Authors
Published
13 Aug 2024Form Number
LP2000PDF size
11 pages, 256 KBAbstract
Configuring a server with balanced memory is important for maximizing its memory bandwidth and overall performance. Lenovo ThinkSystem 2-socket servers running Intel 4th Gen and 5th Gen Xeon Scalable processors (formerly codenamed “Sapphire Rapids” and "Emerald Rapids", respectively) have eight memory channels per processor and up to two DIMM slots per channel, so it is important to understand what is considered a balanced configuration and what is not.
This paper defines three balanced memory guidelines that will guide you to select a balanced memory configuration. Balanced and unbalanced memory configurations are presented along with their relative measured memory bandwidths to show the effect of unbalanced memory. Suggestions are also provided on how to produce balanced memory configurations.

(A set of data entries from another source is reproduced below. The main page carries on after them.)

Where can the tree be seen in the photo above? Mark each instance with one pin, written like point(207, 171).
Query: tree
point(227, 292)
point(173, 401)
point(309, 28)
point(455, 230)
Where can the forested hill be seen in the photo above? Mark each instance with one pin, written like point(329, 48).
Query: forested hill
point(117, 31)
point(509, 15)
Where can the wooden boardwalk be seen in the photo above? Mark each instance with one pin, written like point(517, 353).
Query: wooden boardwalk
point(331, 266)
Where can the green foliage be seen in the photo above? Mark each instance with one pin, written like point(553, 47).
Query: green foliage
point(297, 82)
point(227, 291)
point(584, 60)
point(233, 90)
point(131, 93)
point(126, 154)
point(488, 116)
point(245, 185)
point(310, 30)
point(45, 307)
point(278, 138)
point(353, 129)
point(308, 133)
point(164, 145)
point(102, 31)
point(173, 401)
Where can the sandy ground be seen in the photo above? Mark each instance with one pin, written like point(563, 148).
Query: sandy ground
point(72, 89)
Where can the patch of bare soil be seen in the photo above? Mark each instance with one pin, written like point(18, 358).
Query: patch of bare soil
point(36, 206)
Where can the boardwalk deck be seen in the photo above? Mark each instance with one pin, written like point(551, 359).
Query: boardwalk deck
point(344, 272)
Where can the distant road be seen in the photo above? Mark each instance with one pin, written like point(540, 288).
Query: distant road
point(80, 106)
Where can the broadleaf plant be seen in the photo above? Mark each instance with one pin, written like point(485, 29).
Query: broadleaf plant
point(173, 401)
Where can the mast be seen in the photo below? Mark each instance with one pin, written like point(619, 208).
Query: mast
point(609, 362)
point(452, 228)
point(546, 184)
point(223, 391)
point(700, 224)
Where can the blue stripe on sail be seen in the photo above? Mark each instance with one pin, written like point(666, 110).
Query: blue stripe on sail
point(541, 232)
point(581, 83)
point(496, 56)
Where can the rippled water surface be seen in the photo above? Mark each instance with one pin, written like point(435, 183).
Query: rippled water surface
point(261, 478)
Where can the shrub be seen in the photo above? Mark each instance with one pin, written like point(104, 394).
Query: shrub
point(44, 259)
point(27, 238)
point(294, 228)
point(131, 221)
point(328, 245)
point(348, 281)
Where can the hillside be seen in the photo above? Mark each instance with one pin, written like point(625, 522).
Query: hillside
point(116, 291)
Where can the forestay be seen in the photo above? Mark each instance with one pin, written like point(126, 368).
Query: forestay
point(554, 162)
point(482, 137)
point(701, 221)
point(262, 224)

This paper is for customers and for business partners and sellers wishing to understand how to maximize the performance of Lenovo ThinkSystem 2-socket servers with 4th Gen or 5th Gen Intel Xeon Scalable processors.
Introduction
The memory subsystem is a key component of 4th and 5th Gen Intel Xeon Scalable server architecture which can greatly affect overall server performance. When properly configured, the memory subsystem can deliver extremely high memory bandwidth and low memory access latency. When the memory subsystem is incorrectly configured, memory bandwidth available to the server can become limited and overall server performance can be reduced.
This paper explains the concept of balanced memory configurations that yield the highest possible memory bandwidth from the 4th and 5th Intel Gen Xeon Scalable architectures. Memory configuration and performance for all supported memory configurations are shown and discussed to illustrate their effect on memory subsystem performance.
This paper specifically covers the 4th Gen and 5th Gen Intel Xeon Scalable processor families (formerly codenamed “Sapphire Rapids” and "Emerald Rapids", respectively). For other processor families, see the Balanced Memory papers section.
The Intel processors have four integrated Memory Controllers (iMC), eight memory channels, and sixteen memory DIMM slots. The following figure illustrates how the Intel processor’s memory controllers are connected to memory DIMM slots.
Figure 1. Memory DIMM connections to the Intel processor
Each integrated Memory Controller (iMC) supports two memory channels as below:
- iMC0 supports channels A and B
- iMC1 supports channels C and D
- iMC2 supports channels E and F
- iMC3 supports channels G and H
To illustrate various memory topologies for a processor, different memory configurations will be designated as H:G:F:E:A:B:C:D where each letter indicates the number of memory DIMMs populated on each memory channel. As an example, a 2:2:2:2:1:1:1:1 memory configuration has 2 memory DIMMs populated on channels H, G, F, E and 1 memory DIMM populated on channels A, B, C, D.
Memory interleaving
The 4th and 5th Gen Intel Xeon Scalable processors optimize memory accesses by creating interleave sets across the memory controllers and memory channels. For example, if two memory channels have the same total memory capacity, a 2-channel interleave set is created across the memory channels.
Interleaving enables higher memory bandwidth by spreading contiguous memory accesses across more memory channels rather than sending all memory accesses to one memory channel. In order to form an interleave set between two channels, the two channels are required to have the same channel memory capacity.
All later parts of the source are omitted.